Guest column/A look back at the Halloween that we’re losing
My first Halloween memory sits somewhere around 1995 or 1996 in Pottery Addition, just north of Steubenville. I was 4 or 5, dressed as the Blue Power Ranger — the kind of plastic mask that fogged up every time you breathed.
My grandfather, my nana, my mom and my mom’s friend all walked with us that night. Her daughter, about a year younger than me, was dressed as a fairy — glittery wings, a tiara and a pink tutu that caught the streetlight like it was made of spun sugar. The air smelled like leaves and candle smoke. We went door to door with our plastic pumpkins, our parents chatting on the sidewalk while we darted up each porch.
That’s how Halloween used to be — a little wild, but still watched over. The youngest kids walked hand-in-hand with parents and grandparents, learning that the dark could be exciting instead of scary. By middle school, you might have earned a little freedom — going with friends, promising to stick together, to stay on familiar streets, to be home by nine.
Halloween was a night of trust — between children and parents, between neighbors and the world outside the front door. Somewhere along the way, that trust gave way to caution, and the night, itself, started to change.
These days, Halloween looks a little different. Trick-or-treat hours start earlier, ending before the sun has even set. Many families head to well-lit parking lots for trunk-or-treat events, where children move from car to car, collecting candy in perfect safety.
I understand why — parents want their kids to be protected, police want to avoid accidents and communities want order. But in making the night safer, we’ve also made it brighter, tidier and somehow smaller.
Halloween was meant to be a night — a moment when the world tilted just enough for imagination to take over. The porch lights glowed like stars, the air smelled of leaves and smoke and every shadow felt alive. There was a lesson in that small, safe darkness — a chance to learn courage and curiosity at once.
When we bring everything into daylight, we lose a little of that magic. The night doesn’t feel like an adventure anymore; it feels like an errand.
That might have been Halloween’s quiet lesson — it balanced innocence and adventure, rules and rebellion, giving kids a safe way to test the edges of the world.
It wasn’t just about candy, either. Halloween used to carry a little mischief in its bones — harmless pranks that gave the night its spark.
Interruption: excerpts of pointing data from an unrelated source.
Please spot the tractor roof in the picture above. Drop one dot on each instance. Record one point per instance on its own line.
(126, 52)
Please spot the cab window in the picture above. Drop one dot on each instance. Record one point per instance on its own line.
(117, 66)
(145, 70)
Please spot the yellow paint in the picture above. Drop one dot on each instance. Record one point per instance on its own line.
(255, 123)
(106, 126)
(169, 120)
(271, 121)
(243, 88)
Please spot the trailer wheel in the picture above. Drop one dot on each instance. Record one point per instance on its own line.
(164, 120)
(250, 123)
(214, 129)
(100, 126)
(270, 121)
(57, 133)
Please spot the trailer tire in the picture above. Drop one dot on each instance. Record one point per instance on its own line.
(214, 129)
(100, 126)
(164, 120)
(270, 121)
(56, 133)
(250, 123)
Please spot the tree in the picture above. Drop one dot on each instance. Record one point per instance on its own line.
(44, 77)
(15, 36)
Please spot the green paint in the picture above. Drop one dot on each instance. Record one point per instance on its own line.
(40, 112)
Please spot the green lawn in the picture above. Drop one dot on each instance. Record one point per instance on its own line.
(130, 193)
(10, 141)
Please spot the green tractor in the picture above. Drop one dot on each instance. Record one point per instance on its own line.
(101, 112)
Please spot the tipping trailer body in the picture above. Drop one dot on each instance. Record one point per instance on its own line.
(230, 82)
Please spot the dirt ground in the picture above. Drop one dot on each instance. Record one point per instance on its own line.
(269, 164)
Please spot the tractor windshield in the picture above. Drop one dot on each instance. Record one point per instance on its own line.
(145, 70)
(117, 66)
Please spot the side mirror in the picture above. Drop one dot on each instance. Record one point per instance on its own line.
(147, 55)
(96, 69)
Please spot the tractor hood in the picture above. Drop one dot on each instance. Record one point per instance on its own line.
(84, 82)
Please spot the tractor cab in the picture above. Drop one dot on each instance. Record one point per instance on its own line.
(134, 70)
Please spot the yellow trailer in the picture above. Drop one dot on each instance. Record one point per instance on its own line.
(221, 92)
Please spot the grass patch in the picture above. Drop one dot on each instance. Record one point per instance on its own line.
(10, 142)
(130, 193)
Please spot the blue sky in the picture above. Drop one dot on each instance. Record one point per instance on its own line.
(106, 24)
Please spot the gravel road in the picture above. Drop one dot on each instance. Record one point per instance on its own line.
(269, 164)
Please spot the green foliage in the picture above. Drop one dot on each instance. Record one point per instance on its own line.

Ding-dong-ditch, toilet-papered trees, a pumpkin or two smashed in the street.
These weren’t acts of malice; they were small experiments in growing up. Kids testing limits, learning boundaries, laughing as they ran. If an adult caught them, there might be a lecture, maybe even a broom and a garbage bag to make it right.
But after the porch light went out, most grown-ups would chuckle and remember their own Halloweens. Even the police might roll by with a wink and a reminder to head home before your luck ran out.
Now, that kind of mischief hardly stands a chance. Every porch has a camera, every prank becomes evidence. A moment that once taught responsibility through experience now risks becoming a permanent digital record.
We haven’t just made Halloween safer — we’ve made it quieter. The night that once taught kids to be bold, to explore, to trust their instincts, has become something to manage, schedule and sanitize.
People sometimes tell me I’m just being nostalgic, that I’m romanticizing my own childhood. Perhaps they’re right — but even so, something real has shifted.
The social change from the early 1990s to now is enormous. Even at my age — 34 — I grew up before cell phones and constant connectivity. I was sent outside to play and told to come home when the streetlights came on. That simple rule carried faith that the world was safe enough to explore — and that we’d still find our way home.
Today’s children live in a different kind of world. They have tracking apps, safety nets, constant contact — but little freedom. In our effort to protect them from danger, we’ve also protected them from discovery.
Childhood used to be full of small risks — scraped knees, whispered dares and laughter that echoed through the dark. Now, much of that has been replaced by caution, and caution by supervision. We’ve built a world where children are always seen, but not always known.
That’s why I think Halloween deserves just a little more — not necessarily a day off, but a bit more reverence for what it represents: A night of imagination and courage, where kids can dress up, step outside and meet the unknown with laughter.
Its strength has always been that it isn’t a formal holiday. It slips into the week quietly, lighting classrooms and neighborhoods alike. Kids go to school buzzing with excitement, swapping stories about costumes, planning their routes, boasting about who will bring home the biggest haul.
It’s communal in a way few things are anymore — not organized, not online, just shared.
And that’s the lesson worth remembering. Halloween doesn’t need more control; it needs more trust.
It reminds us that safety isn’t the same thing as stillness, and that childhood needs room to wander, to wonder, to grow.
So this year, as the porch lights flicker on and the streets fill with laughter, maybe step back a little — and let the night belong to them, the way it once belonged to us, under the same October sky, where the air still smells faintly of leaves and candle smoke.
(Castner, a Steubenville native and graduate of Steubenville High School, values the heritage of the Ohio Valley.)